Bangalore's vibrant street food scene offers a treasure trove of culinary delights, and among them, Beetroot & Keema Chakna shines as a unique and flavorful star. This isn't your grandma's beetroot; we're talking a spicy, savory, and intensely satisfying snack that perfectly balances the earthy sweetness of beetroot with the richness of minced meat (keema). The unexpected pairing creates a complex flavor profile that's both comforting and exciting, a testament to the innovative spirit of Bangalore's culinary traditions. Imagine the delightful crunch of the beetroot, the subtle warmth of spices, and the satisfying savory notes of the keema – all coming together in a perfect harmony of textures and tastes.
This captivating blend of flavors and textures makes Beetroot & Keema Chakna a must-try for any food adventurer. Ready to embark on a culinary journey and create this Bangalore street food sensation in your own kitchen? Let's dive into the step-by-step process and discover the secrets to achieving this delicious and authentic recipe.
Tools Needed
- Cooker
- Large pan or skillet
Ingredients
- Cooking oil: 2-3 tablespoons
- Large onions: 2, finely chopped
- Ginger-garlic paste: 1-1.5 tablespoons
- Turmeric powder: 5 teaspoons
- Coriander: 1/4 kg
- Minced meat: 1 kg
- Red chili powder: 1 tablespoon (adjust to taste)
- Salt: 1-1.5 teaspoons
- Tomatoes: 2, finely chopped
- Turnip (beetroot): 1/2 kg, finely chopped
- Grated coconut: null
- Green coriander: finely chopped
Step-by-Step Instructions
Step 1. Sauté Aromatics and Keema
- Heat cooking oil in a cooker.
- Add finely chopped onions and soften them without burning.
- Add ginger-garlic paste and fry until the smell disappears.
- Add turmeric powder, coriander, minced meat, and red chili powder.

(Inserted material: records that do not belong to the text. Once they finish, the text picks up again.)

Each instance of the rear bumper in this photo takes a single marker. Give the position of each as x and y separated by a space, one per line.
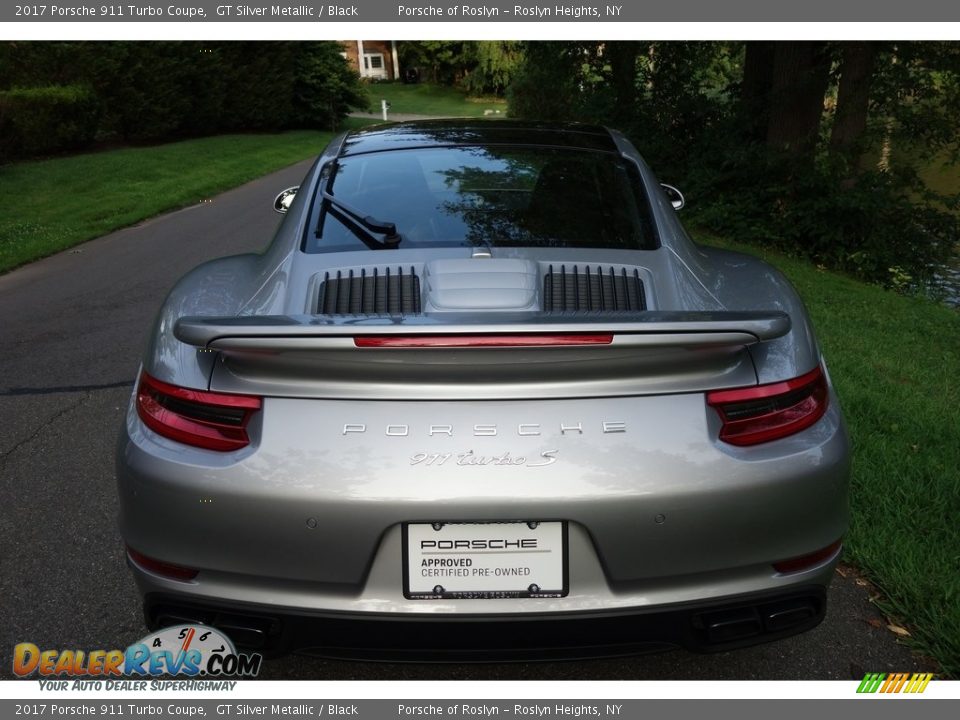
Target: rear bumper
700 627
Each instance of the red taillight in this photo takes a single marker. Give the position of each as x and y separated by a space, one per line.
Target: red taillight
214 421
767 412
427 341
158 567
805 562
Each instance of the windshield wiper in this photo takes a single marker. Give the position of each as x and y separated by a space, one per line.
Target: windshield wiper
359 224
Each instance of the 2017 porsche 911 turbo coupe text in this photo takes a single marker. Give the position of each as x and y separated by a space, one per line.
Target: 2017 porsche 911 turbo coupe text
482 397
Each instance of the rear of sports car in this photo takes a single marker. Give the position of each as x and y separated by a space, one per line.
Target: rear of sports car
476 451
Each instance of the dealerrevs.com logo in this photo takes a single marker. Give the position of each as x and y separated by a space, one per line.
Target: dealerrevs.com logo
184 650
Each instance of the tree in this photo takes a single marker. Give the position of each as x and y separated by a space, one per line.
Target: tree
853 101
325 87
799 78
494 64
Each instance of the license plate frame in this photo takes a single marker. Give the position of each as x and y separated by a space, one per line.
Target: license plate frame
504 559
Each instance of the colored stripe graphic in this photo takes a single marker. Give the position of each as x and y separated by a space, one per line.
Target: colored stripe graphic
894 682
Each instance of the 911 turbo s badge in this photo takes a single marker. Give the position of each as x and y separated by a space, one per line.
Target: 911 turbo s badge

- Fry the minced meat until its smell goes away.

Step 2. Add Vegetables and Seasoning
- Add salt and chopped tomatoes. Cook until tomatoes are soft.
- Add finely chopped turnip (beetroot).
- Mix well. Add grated coconut (optional).

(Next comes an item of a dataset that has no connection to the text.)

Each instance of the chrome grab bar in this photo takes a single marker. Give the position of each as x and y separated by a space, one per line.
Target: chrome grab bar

Step 3. Simmer and Adjust Consistency
- Add hot water to adjust consistency.

Step 4. Pressure Cook and Garnish
- Add finely chopped green coriander.
- Close the cooker and cook for 4-5 whistles.

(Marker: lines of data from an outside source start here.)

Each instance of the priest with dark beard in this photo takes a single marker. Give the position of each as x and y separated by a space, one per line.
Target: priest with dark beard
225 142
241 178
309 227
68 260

Read more: Creamy Cashew Chicken Curry: A Simple Yet Sumptuous Recipe
Tips
- Don't overcook the onions.
- Don't wash the beetroot after chopping; wash the peels first.
- Adjust salt according to your preference.
- This Chakna tastes great with puri, roti, or paratha.
Nutrition
- N/A
FAQs
1. Can I substitute the beetroot with another vegetable?
While beetroot is key to the unique flavor, you could experiment with carrots or even parsnips for a similar texture, but the taste will differ significantly.
2. What type of keema is best for this recipe?
Lamb keema is traditional, but you can use beef or even chicken keema if preferred. Adjust spice levels accordingly depending on your meat choice.
So there you have it – your very own batch of authentic Bangalore-style Beetroot & Keema Chakna. This vibrant snack is perfect for sharing with friends and family, or enjoying as a delicious and satisfying treat all by yourself. Enjoy the explosion of flavors and textures, and remember to experiment with spices to find your perfect balance!